И сразу звено за звеном сплелись в единую цепь. Сергей Павлович облегченно вздохнул. Град Сотников встал перед его глазами, будто был он этого града прирожденный житель. Увидел он дом с палисадником на высоком берегу Покши, в котором жил дед Петр Иванович, и храм, в котором он служил вместе с братьями – Александром и Николаем-Иудой. В одной стороне, за рекой и пойменными лугами, розовым облаком плыл монастырь Сангарский, а в другой, за лесами, высился монастырь Шатровский, место жизни и упокоения чудесного старца. Старец Петру Ивановичу был несомненно близок. Пока Петра Ивановича не убили и он жил в Сотникове, а потом скитался по тюрьмам и лагерям, они знали друг о друге духовно, познакомились же и подружились уже на Небесах, откуда вдвоем неотрывно и зорко наблюдали за Сергеем Павловичем, оберегали и направляли его. Остается, правда, открытым вопрос, почему они простерли над ним свою опеку лишь на пятом десятке его жизни, а все предыдущие годы не уделяли ему должного внимания. Впрочем, весьма возможно, что попечение о нем было и раньше, он же по неумению смотреть в суть вещей и событий попросту не замечал его.
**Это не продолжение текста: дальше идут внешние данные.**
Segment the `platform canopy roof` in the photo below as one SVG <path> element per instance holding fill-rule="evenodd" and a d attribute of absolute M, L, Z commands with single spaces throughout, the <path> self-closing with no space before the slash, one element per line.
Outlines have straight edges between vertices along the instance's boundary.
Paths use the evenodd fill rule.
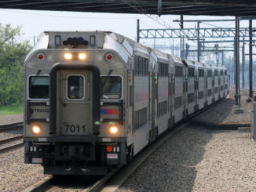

Еще вопрос. Если ожидающий сейчас гостей из ведомства Николая-Иуды Антонин молится старцу – у себя дома, перед иконой, либо за богослужением в церкви, принимает ли тот его воздыхания и просьбы или, даже не вникая, отправляет назад, на землю, и они летят вниз невидимым камнепадом?
Тут раздался звонок, и о. Вячеслав кинулся в прихожую, забыв затворить за собой дверь. И Сергей Павлович все слышал: скрипучие повороты замков, чей-то напористый тенорок, обладатель которого по-свойски называл священника Славой и пенял, что тот не уберег владыку от болезни, и второй голос, вкрадчиво осведомившийся, ушел ли доктор. «Он еще укол должен владыке сделать. В другой комнате ждет», – сказал о.
Вячеслав. Затем в прихожей появилась сама Евгения Сидоровна, и слышно было, как гости целовали ей руку. «Галантные», – с отвращением подумал Сергей Павлович. «Ну, – бойко и весело прозвучал тенорок, – где наш высокопреосвященнейший больной?»
Вслед за тем тихо стало в квартире митрополита. Сергей Павлович с горечью взглянул на коленопреклоненного старца. Для чего ты молился всю жизнь? Для чего молишься и ныне, на Небесах, вместе с Петром Ивановичем? И для чего живым человеком посещаешь живых, соблазняя их рассказами о некоей двери, будто бы скрывающей ответы на самые мучительные вопросы, сопутствующие нам все наши дни, от рождения до смерти? Сергей Павлович усмехнулся, шагнул через порог, пересек холл и, коротко стукнув, открыл дверь в комнату митрополита. Собственным взором можешь ты теперь видеть Антонина в компании двух воронят Феликса Эдмундовича.